Culture: New Years Food Traditions from Around the World

New Year's Foods from Around the World by Wanderlust Designer
New Year’s Foods from Around the World by Wanderlust Designer

New Year’s is a time of resolution and new energy. It’s a time when people from around the world sit down and list their hopes, aspirations and dreams for the upcoming year. To make these hopes come true, many cultures are quite superstitious and eat certain foods. There are foods to eat for good luck, and foods to eat for prosperity. There are foods to eat for progress and foods to eat for longevity.

New Year's Foods from Around the World (illustration by Wanderlust Designer)
New Year’s Foods from Around the World (illustration by Wanderlust Designer)

Whether or not you believe in these superstitions, the tradition of serving certain foods on New Year’s are quite ingrained for some. My mom has always been insistent that we eat black eyed peas on New Year’s Day. As a child, I remember this to be pure torture (I did not like the taste.) I was convinced, though, if I didn’t eat them, bad things might come my way, so I held my nose and gulped down a few bites just to ensure a lucky year ahead.

When I got married, my husband looked at me sideways when I forced him to enjoy the peas. Lo and behold we are still eating our black eyed peas on New Year’s Day and have our children following the tradition as well.

Here are a few New Year’s food traditions from around the world. Perhaps you already partake in one of these traditions. If not, there’s always next year!

Grapes – In Spain, Mexico and many other countries around the world, 12 grapes are eaten at the stroke of midnight on New Year’s Eve. Each grape symbolizes a month, and once all are eaten, you are certain for a wonderful year ahead!

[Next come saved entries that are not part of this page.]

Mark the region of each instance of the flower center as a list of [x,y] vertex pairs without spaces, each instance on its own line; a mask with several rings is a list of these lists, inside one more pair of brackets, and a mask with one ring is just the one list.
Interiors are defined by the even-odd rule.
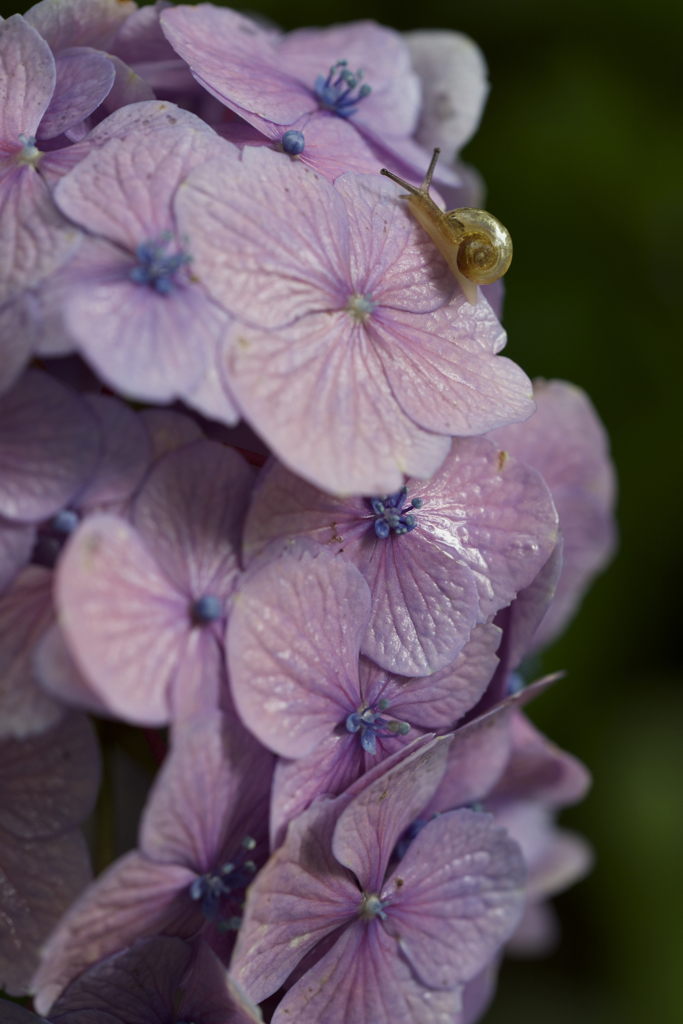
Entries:
[[381,917],[383,921],[386,921],[387,915],[384,913],[384,908],[389,906],[389,902],[389,900],[381,900],[377,893],[370,895],[364,892],[358,908],[358,916],[366,921],[372,921],[375,917]]
[[306,147],[306,140],[304,139],[304,133],[298,132],[294,128],[290,128],[288,132],[282,136],[282,148],[285,153],[289,153],[290,156],[298,156],[299,153],[303,153]]
[[54,569],[69,534],[73,533],[79,522],[78,512],[72,508],[63,508],[52,519],[41,523],[33,546],[32,563]]
[[35,167],[43,155],[36,146],[35,135],[28,138],[22,133],[19,136],[19,142],[21,143],[21,152],[17,153],[17,163],[30,164],[31,167]]
[[360,733],[360,744],[367,754],[377,752],[377,737],[388,739],[390,736],[407,736],[410,732],[408,722],[399,722],[394,718],[382,718],[382,712],[389,707],[389,701],[383,697],[369,708],[359,708],[346,719],[349,732]]
[[385,540],[393,530],[396,536],[410,533],[417,526],[414,511],[422,508],[422,498],[413,498],[410,505],[404,505],[408,488],[402,487],[396,494],[384,494],[379,498],[370,498],[372,511],[375,513],[375,533],[380,540]]
[[148,285],[159,295],[170,295],[178,284],[178,271],[192,259],[183,250],[167,252],[171,242],[169,234],[156,241],[141,242],[137,247],[137,264],[131,269],[130,279],[135,284]]
[[202,913],[207,921],[218,918],[221,901],[227,899],[230,916],[220,918],[219,931],[236,932],[242,923],[244,900],[241,897],[257,871],[254,861],[245,859],[245,852],[255,846],[256,840],[245,836],[234,861],[221,864],[206,875],[199,875],[190,886],[190,897],[201,900]]
[[358,110],[358,104],[372,92],[369,85],[361,85],[361,70],[349,71],[347,60],[338,60],[330,68],[327,78],[318,75],[315,80],[315,94],[323,110],[331,110],[340,117],[351,117]]
[[372,301],[372,295],[349,295],[346,312],[350,313],[354,320],[362,324],[376,306],[377,303]]
[[206,626],[209,622],[215,622],[223,614],[223,602],[215,594],[205,594],[193,602],[190,609],[190,616],[195,626]]

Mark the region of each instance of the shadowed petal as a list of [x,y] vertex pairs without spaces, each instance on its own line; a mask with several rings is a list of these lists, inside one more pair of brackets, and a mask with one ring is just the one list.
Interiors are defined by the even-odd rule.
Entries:
[[53,50],[106,49],[135,6],[132,0],[42,0],[26,12],[26,20]]
[[79,508],[129,498],[152,461],[144,422],[124,402],[109,395],[86,395],[102,428],[103,450],[95,475],[78,496]]
[[193,419],[172,409],[143,409],[139,416],[152,442],[153,459],[181,444],[198,441],[202,436],[201,428]]
[[56,602],[76,663],[107,706],[145,725],[168,721],[189,600],[133,527],[101,514],[81,523],[59,561]]
[[0,24],[0,153],[35,136],[55,87],[55,61],[34,28],[13,14]]
[[36,137],[54,139],[99,107],[114,84],[114,65],[103,53],[60,53],[57,82]]
[[2,399],[0,513],[35,521],[57,512],[90,477],[99,452],[97,420],[84,400],[29,371]]
[[0,307],[0,394],[15,383],[38,341],[38,305],[30,292]]
[[29,561],[35,539],[34,526],[0,517],[0,591]]
[[106,704],[79,671],[56,622],[36,644],[33,671],[41,687],[59,701],[102,718],[109,717]]

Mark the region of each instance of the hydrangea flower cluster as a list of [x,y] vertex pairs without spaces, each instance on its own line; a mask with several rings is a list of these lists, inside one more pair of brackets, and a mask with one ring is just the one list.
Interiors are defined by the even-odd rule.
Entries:
[[[607,439],[380,174],[438,147],[476,206],[486,93],[454,32],[0,20],[0,988],[43,1019],[472,1024],[556,940],[589,776],[526,656],[612,554]],[[168,729],[94,881],[88,716]]]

Pomegranate – In Greece, a pomegranate is smashed on the floor of the front door. The seeds symbolize prosperity and good luck.

Fish – Fish has been a popular New Year’s dish across Europe since the Middle Ages. The scales are said to represent coins for prosperity. Fish also travel in schools which represents prosperity. Fish swim forward which is a sign for progress.

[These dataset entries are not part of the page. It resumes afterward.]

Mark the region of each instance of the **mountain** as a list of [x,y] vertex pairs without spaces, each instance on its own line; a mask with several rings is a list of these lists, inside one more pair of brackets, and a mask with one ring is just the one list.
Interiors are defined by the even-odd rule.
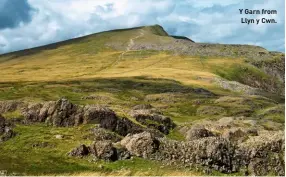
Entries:
[[[0,171],[284,175],[284,57],[194,42],[159,25],[0,55]],[[262,155],[247,155],[260,147]]]

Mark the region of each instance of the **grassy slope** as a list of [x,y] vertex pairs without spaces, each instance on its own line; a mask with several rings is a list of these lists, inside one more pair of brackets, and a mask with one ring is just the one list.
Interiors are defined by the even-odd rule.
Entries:
[[[130,39],[144,31],[140,41],[172,40],[162,29],[156,27],[115,30],[70,40],[21,52],[0,56],[0,100],[21,99],[26,101],[56,100],[67,97],[77,104],[103,104],[114,109],[119,115],[127,116],[130,108],[136,104],[151,103],[171,116],[177,123],[192,122],[204,118],[219,118],[237,114],[249,114],[259,117],[277,104],[273,101],[248,97],[239,93],[223,90],[214,85],[212,79],[224,75],[230,80],[239,78],[236,66],[249,67],[243,58],[236,57],[199,57],[174,55],[166,51],[128,51],[122,53]],[[105,45],[106,42],[123,42],[122,50]],[[224,68],[234,68],[225,70]],[[254,72],[256,73],[256,72]],[[261,73],[258,73],[258,75]],[[192,88],[205,88],[220,96],[230,96],[215,103],[219,96],[206,97],[195,94]],[[82,99],[96,95],[99,99]],[[230,101],[234,97],[236,101]],[[241,98],[239,98],[241,97]],[[248,99],[249,104],[240,102]],[[237,101],[238,100],[238,101]],[[199,102],[200,104],[195,104]],[[216,116],[197,114],[204,106],[220,106],[225,113]],[[257,105],[254,106],[253,105]],[[208,107],[207,107],[208,108]],[[251,111],[257,109],[256,111]],[[5,116],[15,116],[8,113]],[[268,116],[276,122],[284,123],[283,115]],[[142,159],[116,163],[101,163],[106,168],[86,159],[76,160],[66,157],[66,152],[80,143],[85,143],[82,133],[88,127],[51,128],[43,125],[20,126],[19,136],[0,146],[0,170],[15,171],[24,174],[90,174],[90,171],[111,171],[114,174],[122,166],[127,169],[118,174],[191,174]],[[270,127],[271,128],[271,127]],[[66,134],[71,139],[55,140],[55,134]],[[183,139],[174,130],[173,139]],[[48,141],[54,148],[31,148],[36,141]],[[27,160],[29,159],[29,160]],[[53,161],[53,163],[51,163]],[[11,166],[11,164],[15,166]],[[22,165],[25,164],[25,167]],[[46,167],[49,166],[51,170]],[[152,168],[150,169],[150,167]],[[155,168],[155,170],[154,170]],[[146,173],[144,173],[146,172]]]

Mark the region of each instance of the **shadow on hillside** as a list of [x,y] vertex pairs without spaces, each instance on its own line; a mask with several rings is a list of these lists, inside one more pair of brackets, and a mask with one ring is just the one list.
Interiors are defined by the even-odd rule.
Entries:
[[140,92],[143,94],[158,93],[193,93],[201,96],[215,96],[214,93],[203,89],[193,88],[170,79],[153,79],[147,77],[129,78],[95,78],[70,81],[47,81],[47,82],[0,82],[0,99],[19,99],[22,97],[41,97],[41,94],[54,92],[63,96],[69,92],[91,93],[129,93]]

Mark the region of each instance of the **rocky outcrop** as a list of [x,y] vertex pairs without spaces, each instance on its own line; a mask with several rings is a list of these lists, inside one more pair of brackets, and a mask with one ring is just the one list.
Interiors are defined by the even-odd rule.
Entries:
[[23,114],[28,122],[46,122],[53,126],[77,126],[80,124],[113,124],[116,114],[101,106],[78,106],[67,99],[56,102],[31,104],[23,109]]
[[251,175],[284,176],[284,131],[264,131],[238,144],[236,164],[247,168]]
[[121,145],[132,155],[148,158],[159,148],[159,141],[149,132],[126,136]]
[[24,106],[26,106],[26,104],[22,101],[0,101],[0,114],[3,114],[5,112],[13,112]]
[[164,134],[169,134],[169,131],[176,126],[169,117],[162,115],[151,105],[137,105],[130,111],[130,115],[141,124]]
[[14,136],[16,133],[12,129],[12,124],[0,114],[0,142],[7,141]]
[[117,161],[131,157],[125,148],[115,148],[111,141],[95,141],[90,146],[81,144],[68,153],[69,156],[84,157],[91,155],[93,160]]
[[169,165],[180,164],[246,175],[284,175],[284,142],[283,132],[265,132],[240,144],[223,137],[182,142],[156,138],[144,132],[125,137],[121,145],[134,156]]
[[126,136],[127,134],[136,134],[146,130],[145,128],[141,127],[140,125],[132,122],[127,118],[119,118],[114,125],[115,128],[109,128],[106,125],[101,125],[101,127],[114,131],[121,136]]
[[[23,108],[22,112],[26,123],[45,122],[48,125],[57,127],[99,124],[100,128],[110,130],[121,136],[146,130],[154,131],[152,126],[143,128],[127,118],[118,117],[114,111],[107,107],[98,105],[79,106],[64,98],[58,101],[30,104],[28,107]],[[156,118],[168,127],[173,126],[169,118],[163,116]],[[156,128],[158,127],[155,126]],[[164,125],[159,126],[158,129],[164,132],[167,128]]]
[[126,136],[144,131],[143,127],[127,118],[119,118],[111,109],[98,105],[79,106],[67,99],[30,104],[23,109],[25,121],[46,122],[58,127],[99,124],[101,128]]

Greens – Many European countries serve cooked greens on New Year’s. The green leafy vegetables literally look like folded money, so prosperity is sure to head your way.

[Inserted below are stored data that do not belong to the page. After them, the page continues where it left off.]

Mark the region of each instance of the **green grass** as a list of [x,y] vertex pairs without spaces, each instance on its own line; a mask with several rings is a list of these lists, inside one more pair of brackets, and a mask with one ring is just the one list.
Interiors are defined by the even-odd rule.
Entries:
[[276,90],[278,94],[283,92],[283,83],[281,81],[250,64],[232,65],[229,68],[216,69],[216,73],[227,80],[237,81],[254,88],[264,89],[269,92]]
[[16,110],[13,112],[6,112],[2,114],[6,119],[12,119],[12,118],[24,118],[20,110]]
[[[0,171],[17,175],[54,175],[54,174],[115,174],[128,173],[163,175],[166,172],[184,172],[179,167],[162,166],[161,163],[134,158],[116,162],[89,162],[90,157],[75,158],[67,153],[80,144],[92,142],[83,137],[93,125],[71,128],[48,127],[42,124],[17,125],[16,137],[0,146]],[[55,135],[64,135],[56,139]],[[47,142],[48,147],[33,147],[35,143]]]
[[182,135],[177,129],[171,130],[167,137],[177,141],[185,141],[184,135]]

Pig – Pig is considered one of the luckiest foods to eat in Cuba, Spain, Portugal, Hungary, and Austria on New Year’s. Pigs root forward, symbolizing progress. The rich fat content is said to bring wealth and prosperity in countries like Italy and United States.

Noodles – In China, Japan and many other Asian countries long noodles are served. The long noodles represent longevity, so be sure not to break them in half or bite them while eating!

Black Eyed Peas – A tradition in Southern United States, black eyed peas are said to represent pennies/coins and will bring you good luck.